We figured out a way to get fence across the drive so we can work the cows carefully around the fruit trees. The grass is pretty good over there, and we need all the grass we can get. I sure hope the pasture improves quickly.

I harvested the pumpkins. It's early, but we needed them out of the way for the cow to graze. I'm not sure how well they'll store when picked this early, but we'll let them cure at least a month and then decide whether to store them whole or puree and dry them.

We killed two chickens. We actually killed two two weeks ago. Then, it was because I am sick to death of them pecking eggs. We had seven older hens, but they were pecking one or two eggs every day. Also, one of them layed an egg with a soft part that cracked if it got stepped on. I think once that one was open, the hens got the idea to open a few more. I finally caught one in the act two weeks ago, so we killed her and the one I thought was responsible for the soft-tipped egg. Since then, we have had one or two pecked eggs total and no more soft eggs. Those ladies were getting a bit aged, so they went into pot pie. The two we killed today were meat birds (read: heavier) and we fried them. Yum! Company joined us for dinner.

We had a burn pile this morning from the bits of wood we hauled out of the barn. That's always fun.

We ate dinner last night at Parker Pie. If you ever come visit, we'll at least drive out there. It must be one of the prettiest drives I know of. It is not startlingly pretty; it's all soft edges and wide views and mountains in the distance. There are long shadows and small lakes and not very many people. Usually, when we go there, we run into at least a couple of people we know, but lastnight, we did not see anyone. There were some out-of-staters complaining about the atmosphere. But the atmosphere is what makes it feel so Vermont to me. It's this pizza place attached to a convenience store. We even get our sodas at the store so that we can have the cane sugar, no dye kind. Then, there's this patched screen door and not many tables and grass and another couple of tables outside. It is, notably, fly season in Vermont. That means millions of flies and they all want in the house or building so that they can fly around your head and land on your legs.
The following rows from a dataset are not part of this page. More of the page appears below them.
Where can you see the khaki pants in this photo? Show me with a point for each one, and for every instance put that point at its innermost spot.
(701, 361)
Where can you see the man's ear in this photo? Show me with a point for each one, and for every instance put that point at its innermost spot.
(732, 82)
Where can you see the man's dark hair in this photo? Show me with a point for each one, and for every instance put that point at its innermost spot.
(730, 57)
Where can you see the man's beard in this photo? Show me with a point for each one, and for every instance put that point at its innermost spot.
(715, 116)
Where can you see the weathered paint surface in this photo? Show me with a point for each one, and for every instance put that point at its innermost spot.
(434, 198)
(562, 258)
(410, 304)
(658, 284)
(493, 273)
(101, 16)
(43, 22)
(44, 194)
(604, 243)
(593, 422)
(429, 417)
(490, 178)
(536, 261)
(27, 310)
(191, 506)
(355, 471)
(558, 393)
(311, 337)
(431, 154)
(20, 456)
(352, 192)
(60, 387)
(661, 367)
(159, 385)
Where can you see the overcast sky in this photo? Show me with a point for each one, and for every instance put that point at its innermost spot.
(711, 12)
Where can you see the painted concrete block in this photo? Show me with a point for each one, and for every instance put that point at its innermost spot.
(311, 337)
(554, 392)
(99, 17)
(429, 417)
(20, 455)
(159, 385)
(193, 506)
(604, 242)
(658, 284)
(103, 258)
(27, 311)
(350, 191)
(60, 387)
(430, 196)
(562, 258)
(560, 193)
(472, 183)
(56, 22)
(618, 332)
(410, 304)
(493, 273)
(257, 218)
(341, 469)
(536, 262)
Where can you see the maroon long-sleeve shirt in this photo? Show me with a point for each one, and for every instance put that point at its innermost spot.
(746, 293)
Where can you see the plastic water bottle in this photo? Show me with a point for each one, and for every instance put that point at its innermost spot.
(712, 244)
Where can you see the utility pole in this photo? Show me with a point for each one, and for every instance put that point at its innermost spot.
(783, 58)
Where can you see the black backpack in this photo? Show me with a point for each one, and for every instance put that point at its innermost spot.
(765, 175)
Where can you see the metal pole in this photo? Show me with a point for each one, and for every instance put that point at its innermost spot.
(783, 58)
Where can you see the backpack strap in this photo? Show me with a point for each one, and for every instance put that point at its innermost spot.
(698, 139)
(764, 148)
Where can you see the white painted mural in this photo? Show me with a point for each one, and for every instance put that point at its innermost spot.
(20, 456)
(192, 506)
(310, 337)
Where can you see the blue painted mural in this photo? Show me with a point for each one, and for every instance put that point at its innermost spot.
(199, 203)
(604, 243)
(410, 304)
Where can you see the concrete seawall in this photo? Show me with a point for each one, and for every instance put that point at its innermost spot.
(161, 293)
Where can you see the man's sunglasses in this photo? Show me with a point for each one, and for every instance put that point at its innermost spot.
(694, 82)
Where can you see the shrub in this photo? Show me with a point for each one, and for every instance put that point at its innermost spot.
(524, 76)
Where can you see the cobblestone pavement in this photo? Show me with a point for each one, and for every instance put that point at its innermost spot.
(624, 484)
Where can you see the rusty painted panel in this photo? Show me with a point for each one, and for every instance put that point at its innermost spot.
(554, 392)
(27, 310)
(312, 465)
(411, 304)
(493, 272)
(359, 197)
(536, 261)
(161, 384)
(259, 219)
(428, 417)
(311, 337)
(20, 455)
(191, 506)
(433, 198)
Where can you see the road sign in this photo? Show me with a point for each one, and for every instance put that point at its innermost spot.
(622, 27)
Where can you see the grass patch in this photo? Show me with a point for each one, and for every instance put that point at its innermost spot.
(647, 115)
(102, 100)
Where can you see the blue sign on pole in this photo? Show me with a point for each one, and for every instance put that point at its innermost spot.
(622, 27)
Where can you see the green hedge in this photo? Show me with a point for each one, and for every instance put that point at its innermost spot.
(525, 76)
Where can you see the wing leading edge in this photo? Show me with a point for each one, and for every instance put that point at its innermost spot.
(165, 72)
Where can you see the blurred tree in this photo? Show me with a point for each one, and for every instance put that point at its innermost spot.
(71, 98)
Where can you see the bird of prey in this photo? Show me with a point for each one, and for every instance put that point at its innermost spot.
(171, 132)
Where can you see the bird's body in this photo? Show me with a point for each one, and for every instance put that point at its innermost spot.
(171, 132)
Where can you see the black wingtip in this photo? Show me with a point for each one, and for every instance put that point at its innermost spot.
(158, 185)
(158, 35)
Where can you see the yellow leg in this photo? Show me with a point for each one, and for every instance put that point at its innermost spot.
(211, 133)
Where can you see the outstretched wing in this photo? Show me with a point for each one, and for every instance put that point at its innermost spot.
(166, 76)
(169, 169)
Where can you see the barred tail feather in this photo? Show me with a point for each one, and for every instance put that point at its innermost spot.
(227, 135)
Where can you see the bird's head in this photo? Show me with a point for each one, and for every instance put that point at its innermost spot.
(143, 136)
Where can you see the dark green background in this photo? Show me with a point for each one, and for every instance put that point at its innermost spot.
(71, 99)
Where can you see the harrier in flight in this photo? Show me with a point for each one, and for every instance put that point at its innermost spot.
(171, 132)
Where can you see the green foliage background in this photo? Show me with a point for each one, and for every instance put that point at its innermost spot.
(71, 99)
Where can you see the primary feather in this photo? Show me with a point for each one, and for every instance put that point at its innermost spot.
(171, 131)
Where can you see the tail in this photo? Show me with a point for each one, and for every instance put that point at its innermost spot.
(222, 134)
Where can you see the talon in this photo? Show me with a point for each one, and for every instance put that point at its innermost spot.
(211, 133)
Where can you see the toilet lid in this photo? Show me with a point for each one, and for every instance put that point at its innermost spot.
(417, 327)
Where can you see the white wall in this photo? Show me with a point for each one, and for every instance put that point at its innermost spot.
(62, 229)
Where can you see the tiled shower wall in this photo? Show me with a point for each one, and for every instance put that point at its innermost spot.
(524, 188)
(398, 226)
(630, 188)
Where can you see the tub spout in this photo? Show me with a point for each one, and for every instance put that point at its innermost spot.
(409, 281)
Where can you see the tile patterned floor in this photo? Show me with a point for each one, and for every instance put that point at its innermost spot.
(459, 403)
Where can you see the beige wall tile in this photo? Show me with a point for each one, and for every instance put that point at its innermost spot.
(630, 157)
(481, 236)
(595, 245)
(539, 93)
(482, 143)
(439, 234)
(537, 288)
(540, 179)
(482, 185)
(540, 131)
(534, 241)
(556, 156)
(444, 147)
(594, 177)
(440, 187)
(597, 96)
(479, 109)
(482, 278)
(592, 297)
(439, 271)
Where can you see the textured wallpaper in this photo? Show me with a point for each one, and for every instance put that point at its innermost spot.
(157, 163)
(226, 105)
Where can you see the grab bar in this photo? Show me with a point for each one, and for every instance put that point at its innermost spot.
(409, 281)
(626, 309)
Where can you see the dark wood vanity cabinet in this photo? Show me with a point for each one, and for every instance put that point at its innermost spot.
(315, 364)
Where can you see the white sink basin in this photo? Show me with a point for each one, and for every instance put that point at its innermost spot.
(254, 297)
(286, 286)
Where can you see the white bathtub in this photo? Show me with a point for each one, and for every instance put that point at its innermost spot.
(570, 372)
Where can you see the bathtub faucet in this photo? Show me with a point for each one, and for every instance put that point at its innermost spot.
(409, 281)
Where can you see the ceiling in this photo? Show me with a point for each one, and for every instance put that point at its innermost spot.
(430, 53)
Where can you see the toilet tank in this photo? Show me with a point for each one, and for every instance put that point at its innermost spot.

It's part of the charm. I guess they don't have flies in Massachusetts.

And that's what we did this weekend. Not bad- but not much to show for it.

Thursday, September 2, 2010

How Did the "Plan" Work Out?

I started this growing season with many great theories and not much experience. For once, these theories still look pretty good after a little experience to try them out.

The sheet mulching worked well. I did have to weed some, but it did not take me hours and hours. As we begin to harvest and clear out the plants that have gone by, I can see how grass has crept in places. It's been a small matter to pull it out and plant my oat cover crop. On the other hand, our root crops did not like the sheet mulch much. There are places where the soil acted completely different from other places, and I cannot explain why. So, for now, I'll put in the cover crop and continue to sheet mulch the places that I just could not get to last year.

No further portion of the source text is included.